Auch auf die Umfrage von Ralf bin ich sehr gespannt. Ich werde über die Weihnachtsferien meine Arbeit übers virtuelle Vernetzen von Lehrern vorantreiben müssen (Abgabefristen). Ist zwar nur ein kleines und weitestgehend schulinternes Vorhaben, über aktuelle Analysen – die in diesem Bereich definitiv noch fehlen, um von einer Diskussion sprechen zu können – würde ich mich aber sehr freuen.
Für mich stehen zwei Aspekte besonders hoch auf der Agenda:
- Wie verdeutlicht man den Mehrwert, bei gleichzeitiger Erfahrbarkeit der Arbeitsentlastung?
- Wie stößt man die notwendigen Mentalitätswandel an, um das Lehrereinzelkämpfertum auf breiterer Ebene zu durchbrechen?
Natürlich – und deswegen unterstütze ich die Initiative D21 die unser Projekt beheimatet – muss bereits bei den Junglehrern/Referendaren angesetzt werden.

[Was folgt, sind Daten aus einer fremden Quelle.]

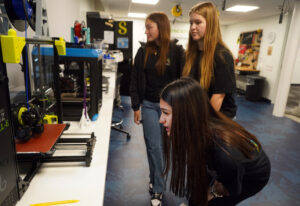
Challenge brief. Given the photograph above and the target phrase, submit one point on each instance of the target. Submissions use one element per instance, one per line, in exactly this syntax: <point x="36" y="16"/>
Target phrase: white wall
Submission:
<point x="61" y="17"/>
<point x="296" y="73"/>
<point x="269" y="65"/>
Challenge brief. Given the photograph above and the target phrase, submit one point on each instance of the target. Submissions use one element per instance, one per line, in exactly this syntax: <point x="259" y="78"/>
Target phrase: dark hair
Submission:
<point x="164" y="28"/>
<point x="195" y="127"/>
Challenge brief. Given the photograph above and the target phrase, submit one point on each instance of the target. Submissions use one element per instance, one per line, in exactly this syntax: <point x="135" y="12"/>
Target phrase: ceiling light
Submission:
<point x="240" y="8"/>
<point x="137" y="15"/>
<point x="153" y="2"/>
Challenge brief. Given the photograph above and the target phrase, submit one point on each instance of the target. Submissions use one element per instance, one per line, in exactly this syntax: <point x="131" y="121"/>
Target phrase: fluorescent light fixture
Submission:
<point x="137" y="15"/>
<point x="152" y="2"/>
<point x="240" y="8"/>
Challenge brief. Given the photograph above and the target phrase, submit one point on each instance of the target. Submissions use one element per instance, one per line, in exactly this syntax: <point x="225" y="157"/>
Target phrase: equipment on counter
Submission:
<point x="9" y="190"/>
<point x="79" y="64"/>
<point x="80" y="34"/>
<point x="27" y="121"/>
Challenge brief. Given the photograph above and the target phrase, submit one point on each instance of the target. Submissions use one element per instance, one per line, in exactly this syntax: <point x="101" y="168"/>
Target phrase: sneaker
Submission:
<point x="156" y="199"/>
<point x="150" y="188"/>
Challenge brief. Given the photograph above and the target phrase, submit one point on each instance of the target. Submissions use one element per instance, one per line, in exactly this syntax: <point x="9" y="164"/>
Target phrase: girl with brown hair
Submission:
<point x="208" y="60"/>
<point x="157" y="63"/>
<point x="213" y="160"/>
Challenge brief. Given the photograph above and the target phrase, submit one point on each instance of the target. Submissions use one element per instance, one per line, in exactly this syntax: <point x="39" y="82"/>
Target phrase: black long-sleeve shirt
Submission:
<point x="237" y="173"/>
<point x="223" y="79"/>
<point x="145" y="83"/>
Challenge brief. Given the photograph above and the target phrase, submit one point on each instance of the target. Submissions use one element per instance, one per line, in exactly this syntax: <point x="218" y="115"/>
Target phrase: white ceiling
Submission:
<point x="120" y="8"/>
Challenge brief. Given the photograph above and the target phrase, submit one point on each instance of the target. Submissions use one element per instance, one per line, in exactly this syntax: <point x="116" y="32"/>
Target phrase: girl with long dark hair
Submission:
<point x="213" y="160"/>
<point x="157" y="63"/>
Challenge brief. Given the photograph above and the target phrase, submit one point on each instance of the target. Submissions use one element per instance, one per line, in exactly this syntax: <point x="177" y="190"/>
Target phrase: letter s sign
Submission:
<point x="122" y="28"/>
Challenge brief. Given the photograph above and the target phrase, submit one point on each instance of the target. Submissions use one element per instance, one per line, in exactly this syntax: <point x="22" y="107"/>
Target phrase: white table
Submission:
<point x="74" y="181"/>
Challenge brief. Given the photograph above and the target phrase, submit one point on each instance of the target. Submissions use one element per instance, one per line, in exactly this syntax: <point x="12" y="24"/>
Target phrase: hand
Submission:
<point x="137" y="117"/>
<point x="220" y="188"/>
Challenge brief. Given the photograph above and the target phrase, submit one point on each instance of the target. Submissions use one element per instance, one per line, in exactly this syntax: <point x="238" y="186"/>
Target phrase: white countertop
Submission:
<point x="75" y="181"/>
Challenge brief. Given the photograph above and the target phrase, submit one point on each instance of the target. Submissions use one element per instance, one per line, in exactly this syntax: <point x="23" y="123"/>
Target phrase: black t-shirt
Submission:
<point x="154" y="82"/>
<point x="237" y="173"/>
<point x="223" y="80"/>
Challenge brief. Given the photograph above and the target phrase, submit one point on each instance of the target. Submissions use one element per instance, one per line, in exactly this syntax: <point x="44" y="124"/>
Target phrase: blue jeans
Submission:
<point x="153" y="139"/>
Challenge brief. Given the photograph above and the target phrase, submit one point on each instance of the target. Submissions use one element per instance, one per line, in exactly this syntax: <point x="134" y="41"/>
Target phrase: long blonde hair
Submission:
<point x="211" y="39"/>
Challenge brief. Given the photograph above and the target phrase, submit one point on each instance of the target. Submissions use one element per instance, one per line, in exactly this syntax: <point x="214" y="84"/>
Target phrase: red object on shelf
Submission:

Aber das größte Potential geht verloren, wenn wir die alltags- und unterrichtserprobten Kollegen mit all ihren Erfahrungen nicht ins Boot bekommen.
Deutschlehrerblog: http://norberto42.kulando.de/
Englischlehrerblog: http://tulgeywood.de/
Deutsch- und Geschichtslehrerblog: http://wordpress.blokey.de/
und viele weitere… in D/A/CH; wenn man englisch als Sprache akzeptieren kann, dann findet man unendliche Möglichkeiten in USA/CA/IL/NL et.al. zu allen Themen und Fächern …
Danke für die Tipps, Lisa.
Es ist immer wieder erstaunlich, dass man selbst nach längerer Beschäftigung mit dem Thema in der Blogosphäre immer wieder Neues findet.
Ich hoffe auch die Arbeit hier bald fortsetzen zu können…
Die Twitterdiskussion hat mich hierher geführt. Jetzt hab’ ich wissenschaftlich bestätigt gefunden, dass ich ein Lehrerblog habe
Aber auch die anderen Erkenntnisse klingen sehr interessant.